GE aspires to have the omnipresence of Google, the admiration of Apple, the inevitability of Amazon, or the ‘coolness’ of Tesla. These are companies that never go away, and strive to make everyone feel they cannot function without their product or service. They collect fees and data from us, and make us grateful for that. They have consumers hankering for, and investors buzzing about what they will do next. They are global, and universal. Criticism has no effect or influence on their decisions. Yet, no one can easily explain what it is about Google or the rest that is so compelling. It just is.
Now, GE defines itself as “the world’s Digital Industrial Company, transforming industry with software-defined machines and solutions … organized around a global exchange of knowledge, … Each invention further fuels innovation and application across our industrial sectors.”

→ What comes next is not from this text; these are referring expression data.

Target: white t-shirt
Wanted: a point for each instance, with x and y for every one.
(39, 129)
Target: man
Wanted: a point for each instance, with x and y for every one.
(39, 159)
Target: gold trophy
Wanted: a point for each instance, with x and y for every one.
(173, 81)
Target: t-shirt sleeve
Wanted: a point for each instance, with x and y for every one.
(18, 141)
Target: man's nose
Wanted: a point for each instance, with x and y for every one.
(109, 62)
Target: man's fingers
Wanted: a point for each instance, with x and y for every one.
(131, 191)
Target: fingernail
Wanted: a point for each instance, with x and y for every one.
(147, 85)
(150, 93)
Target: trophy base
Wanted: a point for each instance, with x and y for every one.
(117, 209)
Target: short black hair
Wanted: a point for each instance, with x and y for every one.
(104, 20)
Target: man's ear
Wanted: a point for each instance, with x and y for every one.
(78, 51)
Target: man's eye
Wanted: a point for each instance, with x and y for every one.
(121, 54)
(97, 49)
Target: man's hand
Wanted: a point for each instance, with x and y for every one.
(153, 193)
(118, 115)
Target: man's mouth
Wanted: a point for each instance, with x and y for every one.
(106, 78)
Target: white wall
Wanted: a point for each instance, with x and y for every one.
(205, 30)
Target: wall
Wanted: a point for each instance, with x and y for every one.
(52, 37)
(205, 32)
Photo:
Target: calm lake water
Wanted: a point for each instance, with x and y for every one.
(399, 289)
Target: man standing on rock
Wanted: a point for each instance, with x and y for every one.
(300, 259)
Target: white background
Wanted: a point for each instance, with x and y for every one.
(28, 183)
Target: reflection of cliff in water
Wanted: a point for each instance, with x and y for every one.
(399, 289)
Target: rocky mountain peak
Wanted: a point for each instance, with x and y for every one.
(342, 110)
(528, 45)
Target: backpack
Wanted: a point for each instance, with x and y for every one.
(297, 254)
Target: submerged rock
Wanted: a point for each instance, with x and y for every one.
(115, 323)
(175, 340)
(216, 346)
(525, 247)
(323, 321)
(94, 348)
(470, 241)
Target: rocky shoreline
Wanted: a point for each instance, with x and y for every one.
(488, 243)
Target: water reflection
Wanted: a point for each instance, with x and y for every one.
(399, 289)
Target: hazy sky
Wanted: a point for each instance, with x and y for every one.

Is that clear? You cannot buy a GE-built light bulb or refrigerator, but you must be aware of how important, how necessary GE is to you. General Electric’s transformation is a parable for our age, in which the work and achievements of individuals are only credited if they are celebrated. Building a great jet engine is fine, but what will we see next? They don’t need a new executive to lead this project. They need a personality.